「相撲の内容は一切わからない」行司は力士のどこを見ている? 歴33年、木村銀治郎が語る大相撲の裏側
幕内格行司として土俵に立つ木村銀治郎 【日本相撲協会】
相撲大好き少年が行司になるまで
いざ入ってみると、いろんなことが想像を超えていました。結婚するまでの13年半は峰崎部屋に住んでいましたが、まずごはんがおいしいことに驚きましたね(笑)。お相撲さんたちは毎日こんなにおいしいごはんを食べているのか、と感動しました。

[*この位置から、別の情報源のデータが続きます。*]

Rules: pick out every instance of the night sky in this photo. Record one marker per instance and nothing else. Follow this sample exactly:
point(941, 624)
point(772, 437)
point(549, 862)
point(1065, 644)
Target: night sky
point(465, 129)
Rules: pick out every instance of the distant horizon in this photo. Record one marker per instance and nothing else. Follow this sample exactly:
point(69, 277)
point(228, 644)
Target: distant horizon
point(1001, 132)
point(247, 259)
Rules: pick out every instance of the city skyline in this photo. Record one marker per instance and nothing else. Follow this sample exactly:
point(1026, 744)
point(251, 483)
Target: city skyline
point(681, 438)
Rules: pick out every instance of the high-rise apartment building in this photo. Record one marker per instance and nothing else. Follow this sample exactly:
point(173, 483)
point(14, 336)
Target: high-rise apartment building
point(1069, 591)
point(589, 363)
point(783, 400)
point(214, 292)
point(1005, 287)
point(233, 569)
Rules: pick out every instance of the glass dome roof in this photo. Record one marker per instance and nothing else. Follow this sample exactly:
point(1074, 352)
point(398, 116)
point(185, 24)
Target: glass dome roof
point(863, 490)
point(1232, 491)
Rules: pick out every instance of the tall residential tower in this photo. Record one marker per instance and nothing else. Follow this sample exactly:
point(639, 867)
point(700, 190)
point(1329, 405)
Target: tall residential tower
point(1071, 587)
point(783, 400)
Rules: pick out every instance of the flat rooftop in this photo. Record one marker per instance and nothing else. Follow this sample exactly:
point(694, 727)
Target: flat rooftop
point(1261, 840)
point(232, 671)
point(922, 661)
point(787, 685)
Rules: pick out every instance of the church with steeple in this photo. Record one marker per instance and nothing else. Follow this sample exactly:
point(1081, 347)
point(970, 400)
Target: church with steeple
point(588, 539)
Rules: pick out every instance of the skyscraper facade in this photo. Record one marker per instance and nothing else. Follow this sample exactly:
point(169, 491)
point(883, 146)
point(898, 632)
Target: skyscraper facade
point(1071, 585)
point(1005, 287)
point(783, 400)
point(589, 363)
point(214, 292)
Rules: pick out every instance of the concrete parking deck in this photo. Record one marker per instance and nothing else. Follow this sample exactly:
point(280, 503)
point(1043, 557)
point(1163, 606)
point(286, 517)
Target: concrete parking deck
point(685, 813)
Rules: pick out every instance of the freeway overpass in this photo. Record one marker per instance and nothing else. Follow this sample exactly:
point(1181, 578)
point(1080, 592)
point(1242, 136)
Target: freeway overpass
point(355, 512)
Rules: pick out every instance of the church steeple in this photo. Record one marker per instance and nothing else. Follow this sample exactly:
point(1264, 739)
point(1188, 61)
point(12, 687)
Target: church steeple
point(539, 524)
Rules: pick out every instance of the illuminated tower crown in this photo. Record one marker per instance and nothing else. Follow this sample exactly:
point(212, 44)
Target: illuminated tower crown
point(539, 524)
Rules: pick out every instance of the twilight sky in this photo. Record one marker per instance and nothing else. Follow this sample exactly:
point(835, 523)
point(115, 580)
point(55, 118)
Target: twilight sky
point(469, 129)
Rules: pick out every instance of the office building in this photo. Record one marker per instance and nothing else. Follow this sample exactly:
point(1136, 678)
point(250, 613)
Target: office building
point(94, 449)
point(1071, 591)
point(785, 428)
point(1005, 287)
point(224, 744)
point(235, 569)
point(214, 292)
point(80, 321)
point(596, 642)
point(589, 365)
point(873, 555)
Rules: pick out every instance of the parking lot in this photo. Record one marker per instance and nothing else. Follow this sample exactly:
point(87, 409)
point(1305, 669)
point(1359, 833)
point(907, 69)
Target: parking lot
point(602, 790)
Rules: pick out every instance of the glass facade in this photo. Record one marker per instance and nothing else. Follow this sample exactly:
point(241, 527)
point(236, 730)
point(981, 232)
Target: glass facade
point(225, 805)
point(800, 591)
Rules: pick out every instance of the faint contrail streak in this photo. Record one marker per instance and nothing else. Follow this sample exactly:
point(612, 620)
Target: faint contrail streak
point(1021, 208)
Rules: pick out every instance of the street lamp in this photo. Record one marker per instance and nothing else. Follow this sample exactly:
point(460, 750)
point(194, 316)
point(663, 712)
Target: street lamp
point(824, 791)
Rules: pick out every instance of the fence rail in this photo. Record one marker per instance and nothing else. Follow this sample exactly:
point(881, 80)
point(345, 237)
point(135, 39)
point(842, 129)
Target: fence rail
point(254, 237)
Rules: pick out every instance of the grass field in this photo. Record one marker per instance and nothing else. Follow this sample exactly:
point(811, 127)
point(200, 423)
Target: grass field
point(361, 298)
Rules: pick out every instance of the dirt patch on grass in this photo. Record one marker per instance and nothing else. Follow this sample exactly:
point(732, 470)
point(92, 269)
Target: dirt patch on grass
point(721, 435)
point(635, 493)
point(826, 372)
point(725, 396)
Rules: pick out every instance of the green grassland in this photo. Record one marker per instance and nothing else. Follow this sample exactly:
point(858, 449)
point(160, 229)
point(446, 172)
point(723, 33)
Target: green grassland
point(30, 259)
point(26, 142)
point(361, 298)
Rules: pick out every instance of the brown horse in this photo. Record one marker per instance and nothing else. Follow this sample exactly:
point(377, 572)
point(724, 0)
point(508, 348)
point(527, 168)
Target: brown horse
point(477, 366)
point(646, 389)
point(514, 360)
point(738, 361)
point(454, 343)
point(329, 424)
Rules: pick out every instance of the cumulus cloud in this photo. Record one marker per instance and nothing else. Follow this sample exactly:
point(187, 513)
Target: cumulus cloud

あと、行司は習字が必須なんですが、これはいまでも苦手です。入ってから練習しましたが、かなり苦労しました。
裁きの土俵上は「非日常空間」
土俵上の裁きでは、どちらが先に負けるかを確認してから勝ったほうに軍配を上げるというのが鉄則です。常に両力士の膝から下を見ているので、相撲の内容は実は一切わかりません。帰ってきてから、自分が合わせた取組をスマートフォンの映像で見て、ああこんな相撲だったんだ、と初めて知ります。ちなみに、私は毎日2番合わせますが、いつも2番終わるとぐったり疲れて帰ってきます。緊張しているつもりはないんですが、かなり集中しているので、気を張っているんでしょうね。土俵上はまさに非日常空間。いまでもすごく不思議な感覚です。足腰が弱って土俵に立てなくなったら大変ですから、日頃からジムに通ったり、1万歩以上歩くようにしたり、場所中は生ものを食べないなど食生活に気を使ったりして、健康管理は常に意識しています。